I feel the need for a little rant. I’m quite passionate about design, as you may have noticed from my previous entries. One of my personal bugbears is the dumbing-down one-size-fits-all nonsense of contemporary architecture. We are in severe danger of becoming the first generation since before Victoria which will not leave any architectural legacy - do we really want to be remembered for ‘little boxes, made of ticky-tacky, little boxes, all the same’, as Malvina Reynolds put it? The planners are hamstrung by government policy which seems to insist that innovation is suppressed, technology to be resisted, design flair something which is only suitable for one-off, look-at-me show-off projects.
We should remember that a square double-fronted symmetrical house was in Georgian times a massive technological innovation, brought about by revolutionary brick-making techniques which established a consistent, affordable and above all square brick. For the existing population in wood-framed dwellings this was extraordinary - even more so when coupled with newfangled sash windows. Worth travelling to see and marvel at.
The Victorian and Edwardian terrace, Edwardian villa, Arts and Crafts, Art Nouveau and Art Deco townhouses, between-the-wars semi and garden village estate, post-war prefab, sixties and seventies concrete brutalist block - whether or not they were ergonomically and socially effective, they defined their generation. Since then, what? Timber frame identikit.

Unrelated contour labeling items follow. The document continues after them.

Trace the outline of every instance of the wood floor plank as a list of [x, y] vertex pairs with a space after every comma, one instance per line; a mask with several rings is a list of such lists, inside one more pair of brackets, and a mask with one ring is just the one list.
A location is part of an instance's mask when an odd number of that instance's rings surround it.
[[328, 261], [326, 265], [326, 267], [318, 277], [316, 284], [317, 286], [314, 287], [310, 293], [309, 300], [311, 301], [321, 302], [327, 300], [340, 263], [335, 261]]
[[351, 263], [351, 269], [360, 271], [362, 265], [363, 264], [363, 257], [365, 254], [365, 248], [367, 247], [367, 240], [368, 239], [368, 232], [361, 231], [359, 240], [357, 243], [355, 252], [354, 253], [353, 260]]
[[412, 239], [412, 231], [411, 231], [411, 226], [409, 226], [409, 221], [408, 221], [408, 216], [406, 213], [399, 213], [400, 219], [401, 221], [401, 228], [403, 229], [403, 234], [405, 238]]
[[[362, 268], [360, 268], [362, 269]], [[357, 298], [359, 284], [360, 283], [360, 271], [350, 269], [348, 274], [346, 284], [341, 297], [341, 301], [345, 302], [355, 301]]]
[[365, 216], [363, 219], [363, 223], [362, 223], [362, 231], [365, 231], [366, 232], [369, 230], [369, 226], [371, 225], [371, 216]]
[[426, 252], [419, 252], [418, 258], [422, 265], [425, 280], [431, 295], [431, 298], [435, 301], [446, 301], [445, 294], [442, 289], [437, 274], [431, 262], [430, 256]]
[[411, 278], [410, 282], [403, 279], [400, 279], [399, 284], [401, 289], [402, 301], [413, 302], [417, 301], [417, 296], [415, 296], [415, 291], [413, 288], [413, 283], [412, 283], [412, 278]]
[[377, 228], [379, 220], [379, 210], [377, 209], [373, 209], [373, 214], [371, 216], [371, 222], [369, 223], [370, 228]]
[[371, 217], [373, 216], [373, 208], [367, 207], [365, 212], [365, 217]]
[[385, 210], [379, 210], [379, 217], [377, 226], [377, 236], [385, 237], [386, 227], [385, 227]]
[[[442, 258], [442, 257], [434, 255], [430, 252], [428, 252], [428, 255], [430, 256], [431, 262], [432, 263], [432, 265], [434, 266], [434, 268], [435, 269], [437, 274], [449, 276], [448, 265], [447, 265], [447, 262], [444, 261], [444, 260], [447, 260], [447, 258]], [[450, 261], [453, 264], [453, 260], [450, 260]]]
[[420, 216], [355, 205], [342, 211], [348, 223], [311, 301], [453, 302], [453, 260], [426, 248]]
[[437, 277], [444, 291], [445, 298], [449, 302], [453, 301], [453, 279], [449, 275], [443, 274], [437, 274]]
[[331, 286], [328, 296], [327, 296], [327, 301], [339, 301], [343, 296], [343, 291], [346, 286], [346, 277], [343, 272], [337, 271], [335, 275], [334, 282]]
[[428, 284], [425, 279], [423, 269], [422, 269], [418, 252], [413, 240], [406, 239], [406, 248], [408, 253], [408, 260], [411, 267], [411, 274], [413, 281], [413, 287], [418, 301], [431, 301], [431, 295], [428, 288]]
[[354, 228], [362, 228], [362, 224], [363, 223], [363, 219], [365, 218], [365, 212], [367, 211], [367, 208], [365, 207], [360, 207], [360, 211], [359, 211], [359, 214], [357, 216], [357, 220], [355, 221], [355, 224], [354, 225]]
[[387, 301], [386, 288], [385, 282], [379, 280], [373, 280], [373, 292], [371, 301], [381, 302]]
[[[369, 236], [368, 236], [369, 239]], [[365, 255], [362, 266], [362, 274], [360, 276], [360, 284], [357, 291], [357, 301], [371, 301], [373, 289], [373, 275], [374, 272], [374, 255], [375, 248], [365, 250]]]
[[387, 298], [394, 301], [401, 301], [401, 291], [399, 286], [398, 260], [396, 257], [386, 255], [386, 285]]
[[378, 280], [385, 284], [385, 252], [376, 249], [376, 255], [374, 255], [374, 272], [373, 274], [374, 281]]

For which we are bulldozing brick terraces - which, ludicrously, would have outlasted the soulless estates with which we are replacing them.

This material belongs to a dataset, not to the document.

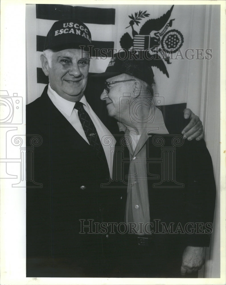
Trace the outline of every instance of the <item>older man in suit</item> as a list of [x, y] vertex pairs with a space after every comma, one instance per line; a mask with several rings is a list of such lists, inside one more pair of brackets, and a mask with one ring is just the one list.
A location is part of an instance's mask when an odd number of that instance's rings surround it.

All of this makes me pretty chuffing annoyed with the Prince of Wales’ interference with Lord Rogers’ Chelsea Barracks proposal. I admire much about Charles, don’t get me wrong: the Prince’s Trust is a visionary organisation, and I suppose we must now praise his foresightedness regarding organic food production and so on, but for him to circumvent the planning system and use the old-princes-network to get contemporary architectural development quashed in favour of hideous neo-Classicist Quinlan Terry pastiche is unforgivable. Yeah, sure, Sheik Hamad bin Khalifa al-Thani could have ignored him and let the planning system perform its function, but in the real world of course he wasn’t going to. If Charlie says he’d rather you didn’t, then you don’t. Not if you want to continue diversifying your industry so that you have something to fall back on when the oil runs out; you need friends like Charles.

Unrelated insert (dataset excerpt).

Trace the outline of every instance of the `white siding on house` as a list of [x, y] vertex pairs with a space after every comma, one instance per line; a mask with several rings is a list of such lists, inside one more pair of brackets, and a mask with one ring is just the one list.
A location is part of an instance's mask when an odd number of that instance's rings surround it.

The Prince’s intervention is disgraceful, not just because it is an abuse of position (which it plainly appears to be), but because it is an act of extreme aesthetic Ludditism. I cannot understand how someone who professes to be taking such a long term view on issues so important to society can be so anchored in the design past. Pastiche is just garnish - it has no substance and no purpose. Should we return to mock-Tudor commuter estates? What he completely fails to understand is that the argument cannot be between neo-classical and modern architecture, but between good architecture and bad. He seems to think that these arguments are synonymous, which is so naïve it’s laughable. As it goes, I didn’t really like Lord Rogers’ proposal, aesthetically, but we must remember that he was working to a brief from the Qatari Royal Family which seemed to be trying to get a quart into a pint pot, no doubt under financial pressure, with the result that it seems overdeveloped. That he managed to get architectural merit into the individual buildings and some sort of cohesion into the scheme as a whole is testament enough to his skill. It should always have been up to the planning process to decide whether it was acceptable.
As The Times put it : ‘Those who buy new buildings … are the rightful arbiters of our landscape. It takes courage for an architect to stand up to the monarch-in-waiting. But in an enlightened modern democracy, should one be put in a position to have to do so?’
Post Script: I've just learned that a number of the largest and most high-profile developers routinely pass their proposals to the Prince for approval / comment before they submit them. Whaaaat? Has he become some sort of parallel planning process now? Is he the adjudicator of public taste? I hereby call on all those developers to pass their projects to me for approval before submission too. I'm an equally large part of the democratic process, and I actually have some training in, and make my living from, designing the built environment. I look forward to talking to you all.